Fujairah Collage

Fujairah Collage
Some distinctive landmarks in Fujairah

Wednesday, March 23, 2011

Cut Speeding in Fujairah by Setting Speed Cameras at Lower Limits

The Fujairah Police are installing more speed cameras to reduce deaths and injuries but in their current review of radar equipment it would be good to look at setting the cameras to click at lower speeds.

Currently the fixed and mobile cameras in Fujairah give a generous measure of grace to speeding drivers.

According to a speed camera operator on Faseel Road (between the Hilton Hotel and the Beach Motel) where the limit is 80 kph, the camera doesn’t click until you are driving at 91 kph.

Another operator, who had hidden his camera behind a rubbish bin on Hamad bin Abdulla Street (Fujairah’s main street), said that his camera takes the picture when a car goes 91 kph even though the speed limit is 60 kph. What a big margin for error! He mentioned this soon after clocking one car at 118 kph hurtling down Fujairah’s main street towards the corniche!

Current Remedies
Installing more cameras seems to be the answer all around the UAE and installing them on every major highway at two kilometer intervals.

Some years back it was declared that every effort would be taken to hide cameras in order to catch ‘arrogant drivers’.

The strategy to move around mobile cameras is being tried to catch those who customarily speed and slow down when they come to a fixed camera.


More Effective Cameras
A further way to try and curb speeding has been to install a new model of camera.

A brochure advertising the highly sensitive and precise Sensys SSS speed cameras says that the cameras only flash at night or in low light. They are so effective that they can track a car from 150 metres away so braking just before and after passing a camera does not work. It ‘sees’ you before you can see the camera and say ‘Cheese’!

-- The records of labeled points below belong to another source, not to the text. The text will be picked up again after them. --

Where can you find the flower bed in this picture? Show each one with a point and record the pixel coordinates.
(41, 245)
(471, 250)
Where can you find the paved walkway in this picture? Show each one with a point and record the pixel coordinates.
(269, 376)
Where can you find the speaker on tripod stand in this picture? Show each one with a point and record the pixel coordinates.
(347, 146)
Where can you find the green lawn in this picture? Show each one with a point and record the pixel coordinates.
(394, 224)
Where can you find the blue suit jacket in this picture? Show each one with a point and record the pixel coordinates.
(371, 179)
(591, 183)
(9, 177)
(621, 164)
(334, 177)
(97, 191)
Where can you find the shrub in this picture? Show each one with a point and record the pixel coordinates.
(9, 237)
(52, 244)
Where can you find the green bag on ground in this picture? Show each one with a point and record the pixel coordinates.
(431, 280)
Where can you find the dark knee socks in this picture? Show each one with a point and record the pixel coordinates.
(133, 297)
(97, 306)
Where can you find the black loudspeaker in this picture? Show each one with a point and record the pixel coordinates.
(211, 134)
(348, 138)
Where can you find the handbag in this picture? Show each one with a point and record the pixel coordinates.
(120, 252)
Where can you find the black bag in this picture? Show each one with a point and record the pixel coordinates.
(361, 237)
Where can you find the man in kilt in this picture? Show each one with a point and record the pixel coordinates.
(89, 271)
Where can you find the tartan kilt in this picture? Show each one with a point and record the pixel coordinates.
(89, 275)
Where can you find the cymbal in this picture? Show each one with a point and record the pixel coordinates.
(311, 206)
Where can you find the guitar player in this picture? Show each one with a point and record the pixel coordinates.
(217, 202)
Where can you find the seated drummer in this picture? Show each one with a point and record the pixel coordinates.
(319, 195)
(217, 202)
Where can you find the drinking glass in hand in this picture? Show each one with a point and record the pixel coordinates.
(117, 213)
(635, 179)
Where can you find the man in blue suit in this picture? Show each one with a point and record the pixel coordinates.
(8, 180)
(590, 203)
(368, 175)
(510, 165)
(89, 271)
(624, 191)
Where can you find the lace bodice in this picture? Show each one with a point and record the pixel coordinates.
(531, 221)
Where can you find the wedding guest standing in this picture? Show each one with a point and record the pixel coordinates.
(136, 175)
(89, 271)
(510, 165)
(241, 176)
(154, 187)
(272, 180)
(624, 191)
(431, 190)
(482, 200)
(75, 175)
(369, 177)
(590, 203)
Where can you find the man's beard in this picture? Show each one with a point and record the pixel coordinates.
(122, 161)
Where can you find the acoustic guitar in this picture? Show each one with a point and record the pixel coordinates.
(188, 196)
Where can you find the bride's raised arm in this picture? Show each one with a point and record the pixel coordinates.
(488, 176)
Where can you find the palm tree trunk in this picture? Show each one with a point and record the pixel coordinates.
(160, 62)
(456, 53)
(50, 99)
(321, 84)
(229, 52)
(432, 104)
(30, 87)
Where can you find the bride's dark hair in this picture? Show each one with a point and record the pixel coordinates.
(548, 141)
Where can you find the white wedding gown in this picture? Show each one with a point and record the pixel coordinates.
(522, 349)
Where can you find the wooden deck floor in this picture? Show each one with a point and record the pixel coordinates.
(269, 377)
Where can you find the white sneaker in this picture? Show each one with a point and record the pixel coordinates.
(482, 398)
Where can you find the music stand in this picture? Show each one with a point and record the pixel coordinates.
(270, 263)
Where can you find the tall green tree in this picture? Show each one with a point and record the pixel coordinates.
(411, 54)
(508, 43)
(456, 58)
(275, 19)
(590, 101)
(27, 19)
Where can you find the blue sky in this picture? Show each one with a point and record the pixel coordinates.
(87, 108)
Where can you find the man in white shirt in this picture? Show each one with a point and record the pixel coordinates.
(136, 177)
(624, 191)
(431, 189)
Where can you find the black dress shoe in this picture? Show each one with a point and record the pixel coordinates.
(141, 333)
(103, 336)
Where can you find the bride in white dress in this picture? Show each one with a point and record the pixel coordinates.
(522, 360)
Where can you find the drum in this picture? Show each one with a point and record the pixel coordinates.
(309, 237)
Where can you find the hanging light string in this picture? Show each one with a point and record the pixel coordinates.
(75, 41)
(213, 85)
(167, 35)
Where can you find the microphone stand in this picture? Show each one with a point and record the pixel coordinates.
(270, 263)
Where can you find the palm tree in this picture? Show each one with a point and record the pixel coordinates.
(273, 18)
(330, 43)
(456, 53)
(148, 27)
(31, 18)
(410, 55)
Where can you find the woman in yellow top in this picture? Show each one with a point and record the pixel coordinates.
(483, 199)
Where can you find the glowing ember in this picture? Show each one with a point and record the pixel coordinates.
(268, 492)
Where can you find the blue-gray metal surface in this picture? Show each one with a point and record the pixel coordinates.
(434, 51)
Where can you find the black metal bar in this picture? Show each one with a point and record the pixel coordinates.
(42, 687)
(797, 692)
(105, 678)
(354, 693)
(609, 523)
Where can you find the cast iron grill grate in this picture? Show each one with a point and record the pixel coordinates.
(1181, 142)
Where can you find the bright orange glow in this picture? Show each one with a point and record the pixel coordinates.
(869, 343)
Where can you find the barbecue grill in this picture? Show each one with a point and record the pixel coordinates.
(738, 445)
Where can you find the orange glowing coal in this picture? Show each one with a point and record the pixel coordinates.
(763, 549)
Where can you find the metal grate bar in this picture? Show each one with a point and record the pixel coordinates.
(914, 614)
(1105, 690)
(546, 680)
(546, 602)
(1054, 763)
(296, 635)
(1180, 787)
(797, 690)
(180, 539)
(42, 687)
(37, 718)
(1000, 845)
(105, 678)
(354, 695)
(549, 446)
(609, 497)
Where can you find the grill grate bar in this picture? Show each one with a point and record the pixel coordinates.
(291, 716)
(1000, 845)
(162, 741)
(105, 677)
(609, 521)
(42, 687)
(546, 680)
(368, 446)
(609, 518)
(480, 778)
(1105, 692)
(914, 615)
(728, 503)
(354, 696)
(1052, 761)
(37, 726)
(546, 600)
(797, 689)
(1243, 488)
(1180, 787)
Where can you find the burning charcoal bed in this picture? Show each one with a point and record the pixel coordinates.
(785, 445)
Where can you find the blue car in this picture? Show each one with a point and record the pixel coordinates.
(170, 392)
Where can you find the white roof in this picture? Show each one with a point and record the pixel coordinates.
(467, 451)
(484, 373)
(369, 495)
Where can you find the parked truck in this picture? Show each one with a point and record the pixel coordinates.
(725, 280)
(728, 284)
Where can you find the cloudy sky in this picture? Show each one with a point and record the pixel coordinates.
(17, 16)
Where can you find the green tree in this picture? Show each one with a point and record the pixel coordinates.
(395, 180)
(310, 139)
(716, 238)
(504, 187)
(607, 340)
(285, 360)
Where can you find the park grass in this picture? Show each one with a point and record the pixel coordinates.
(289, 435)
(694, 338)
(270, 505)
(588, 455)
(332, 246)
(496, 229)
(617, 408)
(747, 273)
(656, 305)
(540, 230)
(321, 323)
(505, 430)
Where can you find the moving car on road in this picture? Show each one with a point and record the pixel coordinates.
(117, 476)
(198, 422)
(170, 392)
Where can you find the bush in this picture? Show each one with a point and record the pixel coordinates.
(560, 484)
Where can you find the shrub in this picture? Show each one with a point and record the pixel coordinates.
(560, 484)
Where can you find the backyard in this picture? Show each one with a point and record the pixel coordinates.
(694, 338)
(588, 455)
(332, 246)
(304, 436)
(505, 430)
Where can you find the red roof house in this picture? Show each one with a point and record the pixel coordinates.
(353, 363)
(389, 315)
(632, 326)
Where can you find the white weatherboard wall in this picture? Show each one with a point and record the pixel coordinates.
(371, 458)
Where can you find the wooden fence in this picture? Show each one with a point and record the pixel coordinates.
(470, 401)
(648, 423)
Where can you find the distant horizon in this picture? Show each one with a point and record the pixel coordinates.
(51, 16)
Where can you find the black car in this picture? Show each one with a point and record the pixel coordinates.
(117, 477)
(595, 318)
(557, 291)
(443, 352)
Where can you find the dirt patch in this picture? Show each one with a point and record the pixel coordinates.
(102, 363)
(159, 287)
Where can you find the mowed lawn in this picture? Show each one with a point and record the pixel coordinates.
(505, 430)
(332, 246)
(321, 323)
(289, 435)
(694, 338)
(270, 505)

These new cameras also capture vehicles on both sides of a road and can monitor trucks and cars separately.

The cameras are linked to the control room and such is the clarity of their photos that the police can see whether or not the speeding driver is wearing a safety belt. It does not pay now to drive without a safety belt and speed at the same time.

Amazing Grace
On the Abu Dhabi—Dubai road the speed limit has been stated as 120 kph but the oral tradition is that the cameras only take a picture at 140 kph.

Similarly, on the accident prone Sheikh Zayed Road in Dubai where the limit is 100 kph, it is stated that a 20 kph grace limit operates so that the picture is taken at 121 kph.

In New Zealand where a motorist was clocked by a speed camera driving at 55 kph in a 50 kph zone he appealed saying that there should be an 8 kph tolerance allowance. The judges threw out his appeal and maintained the fine saying that “as a matter of law, there was no tolerance to driving in excess of the speed limit.”

Limited Grace
A tolerance allowance of 20 or 30 kph on Fujairah roads seems excessive in light of car accidents being the number one cause of death in the emirate.

Show grace by all means but 5 kph is sufficient!

Geoff Pound

This article is also posted on the Fujairah in Focus Facebook Page.

Image: A conventional fixed speed camera on Faseel Road (parallel to Fujairah's Umbrella Beach) going toward the Beach Motel; a mobile speed camera on Faseel Road designed to catch speeding motorists heading towards the Hilton Hotel.